Tra le frasi di Indy che cito più spesso, una torna utile
per la serie di oggi: «Dovrebbe stare in un museo».

Per certi versi con “I Soprano” è andata proprio così, 86
episodi targati HBO, con una media stimata per ogni puntata di 13 milioni di
spettatori, considerando che il canale a pagamento non raggiunge tutti gli
americani un trionfo, volete un paragone diretto?
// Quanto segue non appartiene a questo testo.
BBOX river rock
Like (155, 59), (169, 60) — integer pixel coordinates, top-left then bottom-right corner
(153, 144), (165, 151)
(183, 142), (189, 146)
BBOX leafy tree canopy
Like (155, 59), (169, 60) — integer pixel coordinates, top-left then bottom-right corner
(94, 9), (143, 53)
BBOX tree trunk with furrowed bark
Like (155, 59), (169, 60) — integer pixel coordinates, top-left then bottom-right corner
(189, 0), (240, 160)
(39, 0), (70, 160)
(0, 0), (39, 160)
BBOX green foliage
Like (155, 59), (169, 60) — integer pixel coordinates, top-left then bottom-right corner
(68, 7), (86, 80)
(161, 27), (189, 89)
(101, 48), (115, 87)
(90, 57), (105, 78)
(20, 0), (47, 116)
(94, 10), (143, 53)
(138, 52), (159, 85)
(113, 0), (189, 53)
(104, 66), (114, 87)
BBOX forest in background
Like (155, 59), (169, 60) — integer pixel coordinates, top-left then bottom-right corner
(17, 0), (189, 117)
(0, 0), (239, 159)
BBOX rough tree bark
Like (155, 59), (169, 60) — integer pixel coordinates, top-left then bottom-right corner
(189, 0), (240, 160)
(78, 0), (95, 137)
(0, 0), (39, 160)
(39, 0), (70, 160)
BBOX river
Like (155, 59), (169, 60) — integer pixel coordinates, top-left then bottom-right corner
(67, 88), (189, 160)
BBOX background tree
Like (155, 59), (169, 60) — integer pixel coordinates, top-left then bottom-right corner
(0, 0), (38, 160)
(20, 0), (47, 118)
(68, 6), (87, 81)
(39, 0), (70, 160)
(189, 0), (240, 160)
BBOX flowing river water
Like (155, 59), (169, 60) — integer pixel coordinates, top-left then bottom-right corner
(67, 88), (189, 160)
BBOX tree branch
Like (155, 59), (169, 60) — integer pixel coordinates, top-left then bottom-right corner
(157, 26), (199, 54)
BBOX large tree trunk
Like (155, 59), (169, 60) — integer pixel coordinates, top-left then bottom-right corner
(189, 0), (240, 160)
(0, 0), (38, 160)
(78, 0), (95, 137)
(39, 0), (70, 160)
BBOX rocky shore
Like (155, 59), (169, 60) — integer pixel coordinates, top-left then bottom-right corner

Lost non è mai andato oltre
gli 8 milioni (storia vera). 82 premi tra cui 5 Golden Globe, 21 Emmy di cui
tre vinti solo dal protagonista James Gandolfini, per un numero di nomination
in tripla cifra.

Ma la profezia di Indy è fondamentale quando si parla di
questa serie, l’unica ad essere stata proiettata anche al MoMa di New York,
regolarmente studiata ad Harvard come punto di riferimento della post-modernità
americana è anche quella che il New York Times ha battezzato come “La più
grande opera della cultura pop americana dell’ultimo quarto di secolo”, tutti
dati impressionanti ma più modestamente vorrei solo aggiungere, la serie
preferita di casa Cassidy, che sia una delle migliori di sempre non si discute,
continuo a pensare che The Wire sia superiore in quasi tutto, ma sono questioni
di lana caprina, nessuna serie parla alla pancia del pubblico (o alla mia) più
dei Soprano. Giuro che non era una battutaccia sul continuo mangiare dei
protagonisti eh?

Foto di gruppo, stile ultima cena.

David DeCesare in origine, americanizzato in Chase
dal padre, era quasi con un piede fuori dalla soglia del mondo dei telefilm,
perché ai tempi ancora li chiamavamo così, un media considerato da Chase troppo piccolo per le sue aspirazioni,
tanto che il suo soggetto relativo ad un boss della criminalità del New Jersey
che va in terapia per provare a gestire la sua vita complicata, circolava sulle varie scrivania fin dal 1997, per assurdo è stata la spintarella involontaria
ricevuta da Hollywood a portare la svolta necessaria, l’uscita di “Terapia e
pallottole” (1999) ha convinto i vertici della HBO, ma la paternità del
soggetto è saldamente nella mani di Chase, che non a caso all’inizio della
seconda stagione, mette in bocca al suo protagonista Tony Soprano, una
battutaccia sul suo disgusto per il film di Harold Ramis, divertente quando
volete, ma comunque incapace di non inciampare in una caratterizzazione
macchiettistica dei personaggi, un problema che “I Soprano” non hanno mai avuto,
malgrado il piagnisteo di qualche ex politico di uno strambo Paese a forma di
scarpa che non vale nemmeno la pena di citare, perché ha solo dimostrato di non
aver capito niente del lavoro di David Chase.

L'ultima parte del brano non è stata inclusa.